The size of a cluster can vary, but typical ranges are from 512 bytes to 32K or more. For example, on my C:\ drive, the allocation unit is 4096 bytes. This means that Windows will allocate 4096 bytes for any file or portion of a file that is from 1 to 4096 bytes in length.

If I have a file that is 17KB (kilo bytes), then the Size on disk would be 20.48 KB (or 20480 bytes). The calculation would be 4096 (1 allocation unit) x 5 = 20480 bytes. It takes 5 allocation units to hold a 17KB file.

Another example would be if I have a file that is 2000 bytes in size. The file size on disk would be 4096 bytes. The reason is, because even though the entire file can fit inside one allocation unit, it still takes up 4096 of space (one allocation unit) on disk (only one file can use an allocation unit and cannot be shared with other files).

So the size on disk is the space of all those sectors in which the file is saved. That means,usually, the size on disk is always greater than the actual size.

So the actual size of a file(s) or folder(s) should always be taken from the Size value when viewing the properties window.

Source: What's The Difference Between Size And Size On Disk In Windows Folder Properties."
Guest [Entry]

"Cluster Slack Space

You cannot access each individual byte on a storage medium separately.
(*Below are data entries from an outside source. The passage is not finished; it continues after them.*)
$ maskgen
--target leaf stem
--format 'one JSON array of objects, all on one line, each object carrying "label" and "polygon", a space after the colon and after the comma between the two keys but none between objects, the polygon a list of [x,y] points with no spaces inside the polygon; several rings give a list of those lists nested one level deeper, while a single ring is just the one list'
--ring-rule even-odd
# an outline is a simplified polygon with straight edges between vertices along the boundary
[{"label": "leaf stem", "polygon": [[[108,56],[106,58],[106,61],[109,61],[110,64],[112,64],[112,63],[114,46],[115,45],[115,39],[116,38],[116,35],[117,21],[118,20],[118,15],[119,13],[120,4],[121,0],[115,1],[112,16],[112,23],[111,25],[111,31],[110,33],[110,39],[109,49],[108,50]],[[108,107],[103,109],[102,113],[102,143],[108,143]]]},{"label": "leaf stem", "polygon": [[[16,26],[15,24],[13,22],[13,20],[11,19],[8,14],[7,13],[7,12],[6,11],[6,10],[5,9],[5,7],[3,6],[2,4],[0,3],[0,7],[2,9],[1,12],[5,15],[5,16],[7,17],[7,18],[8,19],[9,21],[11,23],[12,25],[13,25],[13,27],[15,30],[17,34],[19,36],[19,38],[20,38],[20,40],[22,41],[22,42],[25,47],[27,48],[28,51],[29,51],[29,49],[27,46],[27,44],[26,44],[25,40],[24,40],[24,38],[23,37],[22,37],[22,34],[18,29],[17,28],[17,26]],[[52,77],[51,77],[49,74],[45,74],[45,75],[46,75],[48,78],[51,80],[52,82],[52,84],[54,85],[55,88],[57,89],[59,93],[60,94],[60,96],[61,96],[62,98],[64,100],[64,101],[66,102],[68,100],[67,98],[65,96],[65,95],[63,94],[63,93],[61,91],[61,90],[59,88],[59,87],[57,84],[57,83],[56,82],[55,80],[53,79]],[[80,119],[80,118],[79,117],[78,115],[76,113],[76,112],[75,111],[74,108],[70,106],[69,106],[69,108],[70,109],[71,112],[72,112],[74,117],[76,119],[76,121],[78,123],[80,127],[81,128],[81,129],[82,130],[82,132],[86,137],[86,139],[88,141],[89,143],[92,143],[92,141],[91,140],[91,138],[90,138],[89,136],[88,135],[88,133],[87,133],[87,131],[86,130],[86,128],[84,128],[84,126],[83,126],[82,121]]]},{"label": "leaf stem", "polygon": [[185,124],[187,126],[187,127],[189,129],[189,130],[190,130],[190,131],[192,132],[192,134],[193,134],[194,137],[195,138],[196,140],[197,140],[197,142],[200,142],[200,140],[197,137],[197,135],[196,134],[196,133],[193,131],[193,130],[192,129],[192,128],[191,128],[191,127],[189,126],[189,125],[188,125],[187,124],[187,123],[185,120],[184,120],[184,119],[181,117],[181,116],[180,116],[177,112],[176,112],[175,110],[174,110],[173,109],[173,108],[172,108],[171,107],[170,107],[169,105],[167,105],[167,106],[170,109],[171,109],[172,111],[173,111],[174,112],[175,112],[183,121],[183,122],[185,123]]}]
To do so would be terribly inefficient because the system needs some way of keeping track of which ones are used and which are free (i.e., a list), so doing so for each byte separately would create too much overheard (for each individual byte, i.e. 1-to-1, the list would be as big as the medium itself!)

Instead, the medium is broken up into chunks, blocks, units, groups, whatever you want to call them (the technical term is clusters), each of which contains a—consistent—number of bytes (you can usually specify the size of the clusters since different uses call for different sizes to reduce waste).

When a file is saved to disk, the size of the file is divided by the cluster size and rounded up if needed. This means that unless the filesize is exactly divisible by the cluster size, some of the cluster ends up being unused and thus wasted.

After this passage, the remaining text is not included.